Que dit le conflit social de la question postcoloniale ?
La conclusion de l’ouvrage esquisse une relecture de l’objet de recherche au prisme de la question postcoloniale. En marge des controverses qui ont animé la science politique française au sujet de cette question [5], et réfutant toute filiation mécanique et « culturaliste » entre la violence originelle des régimes coloniaux et la récurrence contemporaine des formes de protestation locales, P. Odin préfère s’appuyer sur la notion de « structure des opportunités » pour la décliner dans le cas singulier des Antilles. Cette notion, qui « renvoie à une configuration sociale et politique qui s’enracine dans un territoire et s’inscrit dans une période donnée » (p. 274), l’amène à souligner de nouveau la singularité du syndicalisme antillais et son rôle dans le conflit de 2009. L’analyse des trajectoires biographiques et politiques des militants syndicaux permet de suivre le chemin par lequel l’anticolonialisme, l’indépendantisme et le trotskisme se sont maintenus par « un jeu relationnel où les rapports de force entre les organisations au sein du champ syndical sont liés au rapport de force entre le champ syndical et le champ politique élargi » (p. 277-278). Fidèle à son objet de recherche, l’auteur insiste davantage sur les voies par lesquelles s’actualise la critique anticolonialiste, et laisse en suspens « la question de ce qui demeure “après la colonie” » (p. 279). L’entrée par le travail politique des syndicats et notamment leurs efforts d’objectivation des formes de dépendance et de domination sédimentées dans les structures économiques et sociales des îles antillaises pourrait permettre, à notre sens, d’alimenter la question postcoloniale outre-mer de manière plus frontale [6]. Dans quelle mesure ces acteurs contribuent-ils ou tout du moins s’exercent-ils à construire la preuve des continuités/discontinuités avec le fait colonial ?

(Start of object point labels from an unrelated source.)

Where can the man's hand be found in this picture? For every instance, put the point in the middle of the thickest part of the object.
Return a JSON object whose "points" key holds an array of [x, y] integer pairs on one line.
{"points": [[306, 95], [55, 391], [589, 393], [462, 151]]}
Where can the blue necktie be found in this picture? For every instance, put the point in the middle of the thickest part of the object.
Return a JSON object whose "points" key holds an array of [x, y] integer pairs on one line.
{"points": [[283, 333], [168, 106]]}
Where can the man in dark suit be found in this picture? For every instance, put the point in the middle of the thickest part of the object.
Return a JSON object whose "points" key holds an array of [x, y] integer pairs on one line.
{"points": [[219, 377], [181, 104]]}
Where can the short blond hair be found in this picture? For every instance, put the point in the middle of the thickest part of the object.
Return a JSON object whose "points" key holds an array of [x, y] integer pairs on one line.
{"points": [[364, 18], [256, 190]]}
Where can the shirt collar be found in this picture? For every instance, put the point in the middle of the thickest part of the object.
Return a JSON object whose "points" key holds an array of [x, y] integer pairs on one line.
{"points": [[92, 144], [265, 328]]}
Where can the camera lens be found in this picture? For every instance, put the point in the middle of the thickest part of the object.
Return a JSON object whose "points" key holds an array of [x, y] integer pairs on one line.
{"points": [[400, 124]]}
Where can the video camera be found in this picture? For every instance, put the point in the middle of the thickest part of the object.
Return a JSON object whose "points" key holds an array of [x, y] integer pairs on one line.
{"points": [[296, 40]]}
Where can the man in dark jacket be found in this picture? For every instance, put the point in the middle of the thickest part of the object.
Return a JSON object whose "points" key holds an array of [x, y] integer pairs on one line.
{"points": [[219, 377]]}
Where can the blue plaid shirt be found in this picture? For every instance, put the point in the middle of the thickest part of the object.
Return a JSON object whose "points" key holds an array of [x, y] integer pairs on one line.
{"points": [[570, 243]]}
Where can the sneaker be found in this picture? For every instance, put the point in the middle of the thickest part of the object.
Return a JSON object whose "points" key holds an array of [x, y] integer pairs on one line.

On notera, enfin, combien dans ces territoires la question sociale renvoie invariablement à la promesse égalitaire et républicaine de la départementalisation [7]. Une promesse, pour l’heure, imparfaitement tenue qui a très justement fondé l’adoption d’une loi sur l’égalité réelle outre-mer huit ans après le mouvement de 2009 et en réponse à celui-ci. Dans le même temps, les conflits sociaux dans les départements d’outre-mer se sont démultipliés au cours des dix dernières années [8]. Si les mots d’ordre sont pluriels (coût de la vie, chômage, pauvreté, insécurité, etc.), à chaque fois, c’est bel et bien la reconduction d’une relation politique totale et asymétrique [9] entre l’ancienne métropole coloniale et ses « confettis » qui effleure les débats. Question sociale et/ou postcoloniale, les ressorts explicatifs de cette conflictualité sociale ne semblent donc pas épuisés...
Pierre Odin, Pwofitasyon. Luttes syndicales et anticolonialisme en Guadeloupe et Martinique, Paris, La Découverte, 2019, 311 p., 22 €.